La Unión de Consumidores (UCE) ha advertido a la familias que la situación económica actual exige «un reajuste» en sus cuentas y para ello aconseja adelantar las compras, sobre todo las de comestibles. Y es que está claro que los precios suben conforme se acercan las fechas navideñas. Comprar con tiempo permite comparar precios y calidades.
La UCE también aconseja para controlar el gasto que se haga una lista cerrada de las necesidades de compra, teniendo en cuenta las posibilidades económicas.
Además, estudiar los precios de las diferentes tiendas y comparar puede llevar a ahorros superiores al 30%. También es importante, sobre todo al adelantar las comprar, que se guarde el comprobante de la compra, con el fin de poder reclamar si fuera necesario.
La UCE aconseja al consumidor que compruebe las fechas de caducidad de los productos, sus ingredientes, registros sanitarios y procedencia, abogando por las marcas blancas y los productos sustitutivos.
En cuanto a los juguetes, hay que tener siempre en cuenta que sean adecuados a la edad del niño y siempre con el distintivo CE.
Quien asista a cotillones, debe comprobar que los organizadores cuentan con la autorización pertinente e informarse de todo lo que va incluido en el precio de la entrada para que luego no haya sorpresas.
La UCE ha diseñado una completa campaña, que se desarrollará durante los meses de diciembre y enero, en la que se incluyen recomendaciones básicas que el consumidor debe tener en cuenta durante el periodo navideño. También se hablará sobre el consumo responsable, intentando dar consejos y recomendaciones con la finalidad de ayudar a las familias a paliar los efectos de la situación económica que vivimos en la actualidad.

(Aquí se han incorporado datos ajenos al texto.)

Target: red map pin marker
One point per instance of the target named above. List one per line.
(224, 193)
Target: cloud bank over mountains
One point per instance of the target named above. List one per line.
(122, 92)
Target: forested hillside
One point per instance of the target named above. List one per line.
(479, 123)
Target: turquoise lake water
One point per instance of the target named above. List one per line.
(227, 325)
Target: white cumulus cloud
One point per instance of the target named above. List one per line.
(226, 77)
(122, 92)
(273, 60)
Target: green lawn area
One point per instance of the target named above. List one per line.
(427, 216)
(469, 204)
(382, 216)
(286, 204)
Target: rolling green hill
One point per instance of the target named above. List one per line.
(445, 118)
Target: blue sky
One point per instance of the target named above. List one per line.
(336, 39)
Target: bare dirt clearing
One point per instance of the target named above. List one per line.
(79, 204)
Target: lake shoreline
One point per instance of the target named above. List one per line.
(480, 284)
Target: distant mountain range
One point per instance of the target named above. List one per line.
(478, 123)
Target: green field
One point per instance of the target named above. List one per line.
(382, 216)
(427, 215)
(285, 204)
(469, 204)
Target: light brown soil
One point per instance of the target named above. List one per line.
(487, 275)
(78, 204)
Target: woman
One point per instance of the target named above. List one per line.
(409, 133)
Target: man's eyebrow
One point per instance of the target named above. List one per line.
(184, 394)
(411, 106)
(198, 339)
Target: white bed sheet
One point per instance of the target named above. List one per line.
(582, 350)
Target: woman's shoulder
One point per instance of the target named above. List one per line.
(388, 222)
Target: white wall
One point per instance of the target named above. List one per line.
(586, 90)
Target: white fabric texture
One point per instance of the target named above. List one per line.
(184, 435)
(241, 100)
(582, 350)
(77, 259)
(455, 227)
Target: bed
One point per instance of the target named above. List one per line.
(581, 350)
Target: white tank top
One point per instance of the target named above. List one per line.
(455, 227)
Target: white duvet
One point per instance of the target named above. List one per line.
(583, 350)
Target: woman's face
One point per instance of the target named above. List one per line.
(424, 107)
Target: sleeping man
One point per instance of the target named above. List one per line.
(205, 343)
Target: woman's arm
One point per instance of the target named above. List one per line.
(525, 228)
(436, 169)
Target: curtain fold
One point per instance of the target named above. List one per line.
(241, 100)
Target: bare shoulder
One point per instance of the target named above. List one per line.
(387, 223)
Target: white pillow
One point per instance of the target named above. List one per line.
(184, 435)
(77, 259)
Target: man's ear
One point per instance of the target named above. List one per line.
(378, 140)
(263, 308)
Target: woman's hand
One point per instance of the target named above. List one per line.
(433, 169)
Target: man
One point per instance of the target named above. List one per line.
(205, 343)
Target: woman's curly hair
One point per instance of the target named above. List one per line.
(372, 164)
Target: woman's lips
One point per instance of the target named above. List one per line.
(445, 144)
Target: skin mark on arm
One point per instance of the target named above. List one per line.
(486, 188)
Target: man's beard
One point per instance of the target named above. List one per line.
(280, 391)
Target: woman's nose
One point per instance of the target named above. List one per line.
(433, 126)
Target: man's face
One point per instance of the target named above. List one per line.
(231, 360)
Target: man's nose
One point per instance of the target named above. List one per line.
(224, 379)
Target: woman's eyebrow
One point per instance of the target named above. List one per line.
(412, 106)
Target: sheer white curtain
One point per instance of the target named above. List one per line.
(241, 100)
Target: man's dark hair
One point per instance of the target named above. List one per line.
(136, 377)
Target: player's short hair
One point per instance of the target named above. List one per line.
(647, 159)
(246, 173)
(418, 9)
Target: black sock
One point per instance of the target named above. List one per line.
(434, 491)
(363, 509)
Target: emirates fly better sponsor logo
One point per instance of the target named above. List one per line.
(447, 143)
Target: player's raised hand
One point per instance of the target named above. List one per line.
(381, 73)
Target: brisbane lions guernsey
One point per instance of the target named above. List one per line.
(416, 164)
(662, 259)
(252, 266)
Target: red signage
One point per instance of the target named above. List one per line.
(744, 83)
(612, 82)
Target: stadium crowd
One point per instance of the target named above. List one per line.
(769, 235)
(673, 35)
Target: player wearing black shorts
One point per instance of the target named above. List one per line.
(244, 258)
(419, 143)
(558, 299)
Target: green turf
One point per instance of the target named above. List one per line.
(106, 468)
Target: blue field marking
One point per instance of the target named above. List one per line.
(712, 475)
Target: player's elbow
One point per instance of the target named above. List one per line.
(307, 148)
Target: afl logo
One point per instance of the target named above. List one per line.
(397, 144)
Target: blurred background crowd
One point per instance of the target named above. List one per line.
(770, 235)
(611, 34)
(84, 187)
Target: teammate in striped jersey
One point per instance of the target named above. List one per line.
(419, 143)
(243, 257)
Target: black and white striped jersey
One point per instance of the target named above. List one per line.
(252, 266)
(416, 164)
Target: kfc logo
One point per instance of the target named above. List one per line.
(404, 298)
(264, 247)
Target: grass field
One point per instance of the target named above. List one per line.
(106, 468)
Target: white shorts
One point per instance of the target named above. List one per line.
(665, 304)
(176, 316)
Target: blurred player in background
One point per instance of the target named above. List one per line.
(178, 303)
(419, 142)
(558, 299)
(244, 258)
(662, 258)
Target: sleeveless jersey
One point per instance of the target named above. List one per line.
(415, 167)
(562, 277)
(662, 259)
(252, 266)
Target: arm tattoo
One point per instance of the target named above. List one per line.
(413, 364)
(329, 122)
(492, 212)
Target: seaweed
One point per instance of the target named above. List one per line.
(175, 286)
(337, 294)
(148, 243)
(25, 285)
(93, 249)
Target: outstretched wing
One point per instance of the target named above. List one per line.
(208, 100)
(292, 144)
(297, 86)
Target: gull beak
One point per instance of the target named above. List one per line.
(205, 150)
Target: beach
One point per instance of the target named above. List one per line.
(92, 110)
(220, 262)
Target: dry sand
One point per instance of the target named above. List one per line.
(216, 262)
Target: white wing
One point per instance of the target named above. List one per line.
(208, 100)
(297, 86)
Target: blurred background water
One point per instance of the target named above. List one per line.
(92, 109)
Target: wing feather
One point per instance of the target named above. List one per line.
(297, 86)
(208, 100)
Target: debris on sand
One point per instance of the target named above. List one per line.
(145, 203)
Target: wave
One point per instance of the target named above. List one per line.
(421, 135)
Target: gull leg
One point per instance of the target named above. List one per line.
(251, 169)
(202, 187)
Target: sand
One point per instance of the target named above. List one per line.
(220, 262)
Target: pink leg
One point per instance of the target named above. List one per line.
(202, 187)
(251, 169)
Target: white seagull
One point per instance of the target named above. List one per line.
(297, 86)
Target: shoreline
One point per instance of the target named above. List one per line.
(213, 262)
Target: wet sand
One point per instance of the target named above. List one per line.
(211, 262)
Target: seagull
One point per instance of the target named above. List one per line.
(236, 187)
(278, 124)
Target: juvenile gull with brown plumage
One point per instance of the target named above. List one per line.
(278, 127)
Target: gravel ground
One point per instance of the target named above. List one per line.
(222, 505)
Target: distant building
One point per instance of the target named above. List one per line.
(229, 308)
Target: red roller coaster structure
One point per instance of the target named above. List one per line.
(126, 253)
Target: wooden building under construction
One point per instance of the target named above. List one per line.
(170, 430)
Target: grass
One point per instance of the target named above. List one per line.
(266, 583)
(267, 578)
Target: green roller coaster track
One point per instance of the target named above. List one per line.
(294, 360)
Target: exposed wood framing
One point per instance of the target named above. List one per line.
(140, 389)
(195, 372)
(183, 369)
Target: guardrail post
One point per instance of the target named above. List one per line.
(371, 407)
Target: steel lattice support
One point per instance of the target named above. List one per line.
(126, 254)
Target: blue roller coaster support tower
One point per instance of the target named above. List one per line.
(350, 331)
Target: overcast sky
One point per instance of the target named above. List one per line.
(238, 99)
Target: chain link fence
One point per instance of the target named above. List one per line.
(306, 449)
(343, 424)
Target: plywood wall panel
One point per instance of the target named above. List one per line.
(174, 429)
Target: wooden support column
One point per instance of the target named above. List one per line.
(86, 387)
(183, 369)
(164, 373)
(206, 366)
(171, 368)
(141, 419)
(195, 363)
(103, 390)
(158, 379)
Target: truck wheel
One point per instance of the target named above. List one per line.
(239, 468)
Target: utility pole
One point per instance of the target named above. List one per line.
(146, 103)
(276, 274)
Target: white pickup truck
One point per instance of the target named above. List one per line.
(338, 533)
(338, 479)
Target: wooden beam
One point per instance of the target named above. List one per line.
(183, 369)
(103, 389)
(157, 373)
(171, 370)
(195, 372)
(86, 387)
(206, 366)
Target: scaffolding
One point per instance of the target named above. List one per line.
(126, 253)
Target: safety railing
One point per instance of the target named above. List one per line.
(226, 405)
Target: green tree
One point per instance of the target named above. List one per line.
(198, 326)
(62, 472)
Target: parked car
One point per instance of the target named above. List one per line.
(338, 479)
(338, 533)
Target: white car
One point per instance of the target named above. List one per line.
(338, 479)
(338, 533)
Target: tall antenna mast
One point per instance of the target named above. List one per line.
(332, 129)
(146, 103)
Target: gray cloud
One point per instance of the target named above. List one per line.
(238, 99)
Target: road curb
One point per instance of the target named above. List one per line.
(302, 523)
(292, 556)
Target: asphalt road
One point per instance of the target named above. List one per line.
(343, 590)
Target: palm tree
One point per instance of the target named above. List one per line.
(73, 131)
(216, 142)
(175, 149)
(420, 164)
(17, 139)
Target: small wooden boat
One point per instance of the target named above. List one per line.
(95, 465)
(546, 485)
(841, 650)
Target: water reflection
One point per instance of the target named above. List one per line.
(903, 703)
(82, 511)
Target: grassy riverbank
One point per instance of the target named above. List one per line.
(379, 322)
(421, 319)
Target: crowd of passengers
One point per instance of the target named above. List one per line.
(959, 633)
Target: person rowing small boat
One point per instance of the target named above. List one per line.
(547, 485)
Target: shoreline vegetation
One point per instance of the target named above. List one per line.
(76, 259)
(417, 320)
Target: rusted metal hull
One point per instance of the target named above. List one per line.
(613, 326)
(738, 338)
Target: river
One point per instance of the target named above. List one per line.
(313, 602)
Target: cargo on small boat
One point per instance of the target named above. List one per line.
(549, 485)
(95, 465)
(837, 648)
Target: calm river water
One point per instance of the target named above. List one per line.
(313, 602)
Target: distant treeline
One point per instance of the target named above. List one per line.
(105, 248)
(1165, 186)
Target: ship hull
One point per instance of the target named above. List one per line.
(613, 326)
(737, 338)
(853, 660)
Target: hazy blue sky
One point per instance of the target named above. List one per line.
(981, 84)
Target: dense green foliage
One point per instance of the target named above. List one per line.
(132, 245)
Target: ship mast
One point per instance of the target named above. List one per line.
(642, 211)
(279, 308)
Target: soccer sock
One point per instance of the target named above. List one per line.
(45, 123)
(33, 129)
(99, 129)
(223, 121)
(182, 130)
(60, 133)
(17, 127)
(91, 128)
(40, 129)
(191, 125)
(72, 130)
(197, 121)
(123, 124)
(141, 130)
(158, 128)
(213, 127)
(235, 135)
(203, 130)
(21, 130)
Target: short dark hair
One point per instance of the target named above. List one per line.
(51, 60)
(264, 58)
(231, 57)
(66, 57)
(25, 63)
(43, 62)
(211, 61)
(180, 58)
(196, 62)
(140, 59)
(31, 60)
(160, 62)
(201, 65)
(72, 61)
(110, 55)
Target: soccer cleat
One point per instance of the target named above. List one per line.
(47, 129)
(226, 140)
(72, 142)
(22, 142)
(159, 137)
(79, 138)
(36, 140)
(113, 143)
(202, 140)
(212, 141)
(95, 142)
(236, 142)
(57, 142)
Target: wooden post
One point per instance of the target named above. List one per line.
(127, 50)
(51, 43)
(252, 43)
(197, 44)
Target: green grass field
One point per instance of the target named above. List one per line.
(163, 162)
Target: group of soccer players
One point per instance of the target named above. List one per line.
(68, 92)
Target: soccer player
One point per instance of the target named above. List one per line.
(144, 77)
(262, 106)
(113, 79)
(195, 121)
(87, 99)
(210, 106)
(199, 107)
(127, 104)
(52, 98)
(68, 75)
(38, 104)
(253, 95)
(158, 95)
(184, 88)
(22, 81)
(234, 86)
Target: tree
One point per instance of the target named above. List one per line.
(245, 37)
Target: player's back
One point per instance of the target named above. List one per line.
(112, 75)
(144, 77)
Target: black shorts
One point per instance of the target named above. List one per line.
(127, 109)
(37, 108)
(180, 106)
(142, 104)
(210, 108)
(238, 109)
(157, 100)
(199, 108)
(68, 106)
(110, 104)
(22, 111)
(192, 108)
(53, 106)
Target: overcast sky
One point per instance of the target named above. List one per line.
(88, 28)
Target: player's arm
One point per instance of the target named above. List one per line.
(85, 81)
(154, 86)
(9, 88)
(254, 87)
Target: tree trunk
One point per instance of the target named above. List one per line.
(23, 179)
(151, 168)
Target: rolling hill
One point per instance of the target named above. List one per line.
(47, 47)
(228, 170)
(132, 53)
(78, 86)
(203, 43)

La campaña, según ha informado la UCE en un comunicado, se realizará en los diferentes medios de comunicación de la región y analizará los temas que mayor preocupación generan en el consumidor en estas fechas como el estado de los precios, alimentación, juguetes o gastos en ocio y fiestas.
La UCE considera que este año las familias se enfrentan a los gastos extraordinarios en un escenario bien distinto del disfrutado hasta ahora, determinado por el aumento del desempleo y la caída en los indicadores de confianza de los consumidores. La crisis económica ha frenado el consumo y eso implicará que los ciudadanos sean más previsores a la hora de afrontar sus compras de Navidad. Se gastará menos, se reducirán las reuniones sociales y se evitarán los impulsos.